I bring this up because my son’s principal told me the other day that kids can’t keep track of reading two fiction books at once. Something felt wrong, though at first glance it seemed a reasonable comment. We all pretty much read one book at a time. Most of us have a pile of books on our bedside, but we only have bookmarks in one (or two: but the other is the one that we will likely never finish because it's boring.) Books are one-at-a-time. It does make you think that maybe our brains can't follow two (or four, or six) complicated plots at once.

But think about your friends. They are always telling you long intricate stories and you pretty much know which one of them is suffering a hideous divorce, and which one has the ailing mother, and which one is going to tell you about her "awful" job that pays $500K/year. 

Well, maybe they're all minor characters in your ONE story of your life. That's possible. Novels often have divergent threads of narrative that go nowhere.

But what about television (when you used to have time for that) – ? Before having kids, I kept track of the plots and multiple characters in Friends, Seinfeld, Mad about You, who knows how many other shows…I had no trouble with that. So why do we have this notion that we can’t read more than one book at a time?

Or work on more than one project at a time?

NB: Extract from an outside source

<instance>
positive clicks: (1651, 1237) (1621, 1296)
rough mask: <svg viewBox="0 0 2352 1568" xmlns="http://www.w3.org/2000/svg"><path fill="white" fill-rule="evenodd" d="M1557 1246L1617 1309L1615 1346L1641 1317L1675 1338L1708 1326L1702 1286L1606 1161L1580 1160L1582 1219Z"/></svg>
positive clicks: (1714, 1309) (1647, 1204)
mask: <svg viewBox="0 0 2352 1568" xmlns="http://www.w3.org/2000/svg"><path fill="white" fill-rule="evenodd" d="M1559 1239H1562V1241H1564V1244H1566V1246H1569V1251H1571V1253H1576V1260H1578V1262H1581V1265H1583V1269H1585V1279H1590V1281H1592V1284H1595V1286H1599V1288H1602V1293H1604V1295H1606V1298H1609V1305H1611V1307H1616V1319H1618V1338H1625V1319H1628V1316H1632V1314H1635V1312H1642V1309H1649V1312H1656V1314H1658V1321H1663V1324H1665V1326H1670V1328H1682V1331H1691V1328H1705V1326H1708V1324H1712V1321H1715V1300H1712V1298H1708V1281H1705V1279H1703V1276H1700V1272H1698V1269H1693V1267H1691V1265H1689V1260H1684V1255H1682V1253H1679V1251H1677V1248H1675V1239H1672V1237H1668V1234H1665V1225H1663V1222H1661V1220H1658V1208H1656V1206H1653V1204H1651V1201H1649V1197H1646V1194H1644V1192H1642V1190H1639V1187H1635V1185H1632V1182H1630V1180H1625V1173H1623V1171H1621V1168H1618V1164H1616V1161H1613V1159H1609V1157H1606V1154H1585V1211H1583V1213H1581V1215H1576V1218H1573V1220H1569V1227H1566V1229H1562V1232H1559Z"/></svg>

This is me, thinking on paper. But it seems to me that what let us get from one show to the other was something concrete. Namely: the theme song. I mean, listen for that sproingy jazz riff at the head of Seinfeld and the characters of Kramer, and all the rest just leap into your head. Same goes for a glimpse of…anything. Name your magic: Gilligan’s Island, Blossom, Greatest American Hero, Full House, Andy Griffith Show, King of the Hill. You play some music and your brain clicks in.

Can we do this with our writing? Can we condition ourselves to get “in the mood” for writing our novels this way? Leaping right back in, after a 30 second intro? Maybe one song would drive us nuts. But how about this--choosing one single playlist to put on repeat or shuffle through for the duration of the writing, so that any of the songs on the list will throw you right back into the scene you were working on when the timer went off reminding you that Jeremy needs to be picked up from school and brought to jazz yoga.

We are Pavlovian creatures and music plays on us. That’s a fact. Why can’t we use this to our advantage as busy, harried writers with very little time?

I want to believe so. Anyone who has experience with this, comment or write to me. I’m dying to know if this will work. I might even try it at home.